The symptoms may come soon after their return from combat duty. However, post-traumatic stress disorder at times may surface only years later. The veteran warriors may be tormented by frequent flashbacks of the traumatic events they faced while in combat. These intense experiences can overcome the sufferer with feelings of depression and anxiety, as few veterans know how to handle the emotional energy that continues to be lodged in his or her body cells.
To help mend the troubled psyches of America’s wounded warriors, the Defense Department has gone full blast into alternative therapies, including yoga therapy. The U.S. Army has started a $4 million research program to study further the possibilities of using yoga, meditation and other alternative therapies for treating post-traumatic stress disorder.
Researchers have found that trauma can remain locked deep within the body’s cells. The initial traumatic event caused the mind to disconnect from the body, as the body’s subconscious survival mechanisms took over. This disconnection is continued by post-traumatic stress disorder. The target of treatment is to re-establish that connection.
Yoga for post-traumatic stress facilitates the soldier’s efforts to reintegrate the body with the mind. The use of yoga to treat post-traumatic stress disorder has gained increased popularity in the military after a pilot project at the U.S. Army’s Walter Reed Medical Center found that yoga improved the sleeping patterns among soldiers with post-traumatic stress disorder and reduced stress and anxiety after only twelve weeks of practice.
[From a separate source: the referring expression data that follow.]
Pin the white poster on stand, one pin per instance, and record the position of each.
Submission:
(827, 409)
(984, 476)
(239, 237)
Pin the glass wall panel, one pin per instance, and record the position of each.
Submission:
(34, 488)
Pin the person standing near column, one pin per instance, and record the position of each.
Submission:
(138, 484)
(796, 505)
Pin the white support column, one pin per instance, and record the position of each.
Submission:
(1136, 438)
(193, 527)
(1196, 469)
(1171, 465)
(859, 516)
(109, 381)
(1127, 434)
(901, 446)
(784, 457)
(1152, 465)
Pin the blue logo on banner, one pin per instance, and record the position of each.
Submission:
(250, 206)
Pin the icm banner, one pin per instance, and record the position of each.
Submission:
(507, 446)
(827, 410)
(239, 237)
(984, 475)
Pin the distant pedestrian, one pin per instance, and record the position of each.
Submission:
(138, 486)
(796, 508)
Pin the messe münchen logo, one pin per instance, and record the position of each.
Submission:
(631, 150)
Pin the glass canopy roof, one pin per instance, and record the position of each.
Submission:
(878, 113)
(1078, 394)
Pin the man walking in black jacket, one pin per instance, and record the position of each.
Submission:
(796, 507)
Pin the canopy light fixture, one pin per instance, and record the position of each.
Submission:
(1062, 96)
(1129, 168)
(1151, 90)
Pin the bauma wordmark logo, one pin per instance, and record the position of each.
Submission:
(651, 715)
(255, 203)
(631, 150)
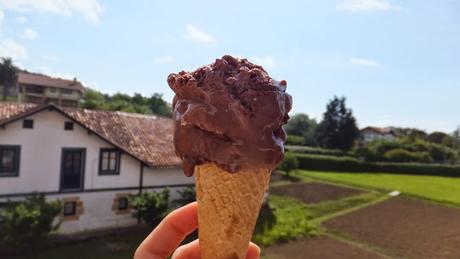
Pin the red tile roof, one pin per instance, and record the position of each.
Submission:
(148, 138)
(36, 79)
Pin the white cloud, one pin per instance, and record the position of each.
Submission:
(163, 60)
(364, 62)
(20, 19)
(366, 5)
(12, 49)
(91, 10)
(264, 61)
(30, 34)
(196, 35)
(51, 58)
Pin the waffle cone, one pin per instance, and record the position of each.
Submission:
(228, 206)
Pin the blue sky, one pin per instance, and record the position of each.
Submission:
(397, 62)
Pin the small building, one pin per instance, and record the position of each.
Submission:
(369, 134)
(42, 89)
(89, 160)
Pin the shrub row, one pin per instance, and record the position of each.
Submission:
(350, 164)
(317, 151)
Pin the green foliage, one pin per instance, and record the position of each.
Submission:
(406, 149)
(289, 163)
(26, 223)
(318, 151)
(437, 137)
(8, 77)
(93, 99)
(187, 195)
(301, 125)
(402, 155)
(151, 207)
(412, 133)
(350, 164)
(295, 140)
(284, 219)
(338, 128)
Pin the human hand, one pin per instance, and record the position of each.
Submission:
(168, 235)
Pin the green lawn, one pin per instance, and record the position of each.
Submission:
(285, 218)
(436, 188)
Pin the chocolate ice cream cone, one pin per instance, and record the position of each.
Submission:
(228, 206)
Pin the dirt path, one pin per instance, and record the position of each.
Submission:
(313, 192)
(317, 247)
(405, 227)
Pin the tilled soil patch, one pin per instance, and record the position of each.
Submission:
(314, 192)
(405, 227)
(317, 247)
The intention is not for yoga to replace conventional treatments involving psychotherapy and medication, but to complement them. The various poses of yoga promote flexibility in the soldier’s bodies and bring them relief from pain. The discipline of yoga to focus the mind on the present helps them confront moments when their memories of the traumatic event are triggered, leading them to reach a state of self-calm. With yoga, the stressed-out warrior can achieve personal peace.